When I teach meditation I often include this basic mudra, or hand position. It is formed by placing the thumb and index finger together and then resting the palm open. The hand can rest either facing upwards or downwards depending on the focused intention. However, the key is the finger position. It is important to gently press the fingertips together without creating strain or force.

This special hand position called Chin Mudra is a foundational practice within traditional yogic teaching. It is thought to connect the fields within the body that help to ground the energy running through the sushumna, central channel within the torso.

It is a very useful and powerful way to ground awareness with firm attention. It is thought to anchor the meditator within a rooted witnessing consciousness.

There are many reasons why we cultivate a stated of being centered and rooted. Being firmly rooted in our awareness with a calm centered-core energy is the best state to maintain during stressful transitions, or moments of conflict.

When we achieve a sense of being grounded, or being centered we have integrated strength. That strength allows us to center ourselves later after drama or upheaval. It’s the state we wish to return when we’ve been thrown off-center.

Using the mudra, a center technique for the mind and body has a physiological and psychically centering mechanism. It allows the force within the body to become rooted while in harmonic flow. It is a foundational practice to get into especially in the begin of a new meditation practice.

When I first began to meditate I was not given the mudra. I was trained to hone my awareness and root it with my breath. This works equally well, although it require practice. Whereas the mudra appears to be instantaneous.

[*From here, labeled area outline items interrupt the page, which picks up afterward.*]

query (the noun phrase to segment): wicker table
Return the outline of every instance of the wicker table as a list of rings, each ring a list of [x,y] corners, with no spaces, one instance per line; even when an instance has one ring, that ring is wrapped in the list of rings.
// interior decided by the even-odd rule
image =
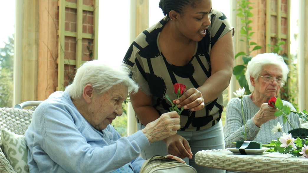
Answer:
[[[235,155],[227,150],[202,150],[196,163],[209,167],[249,172],[308,172],[308,158],[265,152],[258,155]]]

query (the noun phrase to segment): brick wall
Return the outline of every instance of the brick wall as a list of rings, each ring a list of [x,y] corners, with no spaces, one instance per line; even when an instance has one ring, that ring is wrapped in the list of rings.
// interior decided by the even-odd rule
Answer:
[[[77,3],[76,0],[66,1]],[[83,0],[84,5],[93,6],[94,0]],[[46,99],[55,91],[57,86],[58,39],[59,11],[57,0],[39,1],[39,5],[38,53],[38,99]],[[75,32],[77,31],[77,10],[65,8],[65,30]],[[83,11],[83,32],[94,33],[94,17],[92,12]],[[65,59],[75,60],[76,55],[76,38],[65,36],[64,45],[61,47],[64,52]],[[83,61],[91,59],[90,53],[93,50],[93,40],[83,38]],[[64,65],[64,85],[72,82],[76,70],[75,65]]]

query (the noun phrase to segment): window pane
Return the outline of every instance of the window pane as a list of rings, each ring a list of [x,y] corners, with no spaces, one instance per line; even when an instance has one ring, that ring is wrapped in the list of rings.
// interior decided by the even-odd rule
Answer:
[[[0,107],[9,107],[13,103],[15,1],[0,2],[0,15],[5,16],[0,32]]]
[[[129,46],[130,1],[100,1],[98,58],[122,62]]]

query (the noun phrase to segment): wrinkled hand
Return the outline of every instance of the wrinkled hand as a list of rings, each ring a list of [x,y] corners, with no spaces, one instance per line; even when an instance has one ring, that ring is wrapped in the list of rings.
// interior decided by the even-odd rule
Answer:
[[[175,104],[178,104],[178,108],[184,106],[184,109],[190,109],[192,111],[201,110],[204,107],[204,99],[202,94],[194,88],[190,88],[178,99],[173,101]]]
[[[175,134],[164,140],[167,146],[168,153],[182,159],[192,158],[188,141],[181,136]]]
[[[181,159],[178,157],[176,157],[175,155],[167,155],[165,156],[165,157],[167,157],[168,159],[174,159],[174,160],[176,160],[178,162],[182,162],[182,163],[186,163],[185,162],[185,161],[182,160]]]
[[[267,103],[263,103],[261,105],[260,109],[253,116],[253,120],[256,125],[260,127],[263,124],[277,118],[274,114],[278,110],[277,108],[273,108],[268,106]]]
[[[160,141],[176,134],[181,127],[180,122],[180,115],[176,112],[168,112],[148,124],[141,131],[150,143]]]

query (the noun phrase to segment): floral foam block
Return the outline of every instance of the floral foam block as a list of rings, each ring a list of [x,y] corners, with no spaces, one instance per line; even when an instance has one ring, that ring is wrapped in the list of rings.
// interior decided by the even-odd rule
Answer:
[[[262,143],[261,142],[249,141],[250,143],[246,149],[261,149],[262,148]],[[239,148],[243,144],[244,141],[236,141],[236,148]]]

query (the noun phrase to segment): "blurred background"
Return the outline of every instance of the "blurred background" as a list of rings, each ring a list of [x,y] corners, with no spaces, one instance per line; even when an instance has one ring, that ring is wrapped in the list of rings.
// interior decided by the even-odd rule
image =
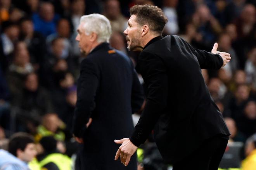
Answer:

I highly recommend using the chin mudra in meditation to gain a depth in rooting the channel of energy. It has a lasting effect later even when not meditating. During stressful meetings, or classes, using chin mudra to help hone the mind for concentration and clarity.

We can learn about a new practice, or may be revisit one we’ve known. Chin mudra may appear easy. Simply touching two fingers together. And yet, somehow that simple and easy act has activated the nervous system to respond with calm awareness. It instantly sends signals into body to unify.

When I teach children to meditate we always sit with our hands in chin mudra palms facing down to help turn our attention inward toward our breathing. It is a great way to teach discipline to control the body while in meditation. It allows a framework to cultivate while calm the breathing and slowing down the mental activity.

During my mother’s group meditations, we sit with our hands in chin mudra with palms facing upward in reception of expansive energy and insight. This position helps to facilitate calm rooted awareness with an intentional focus of receptivity.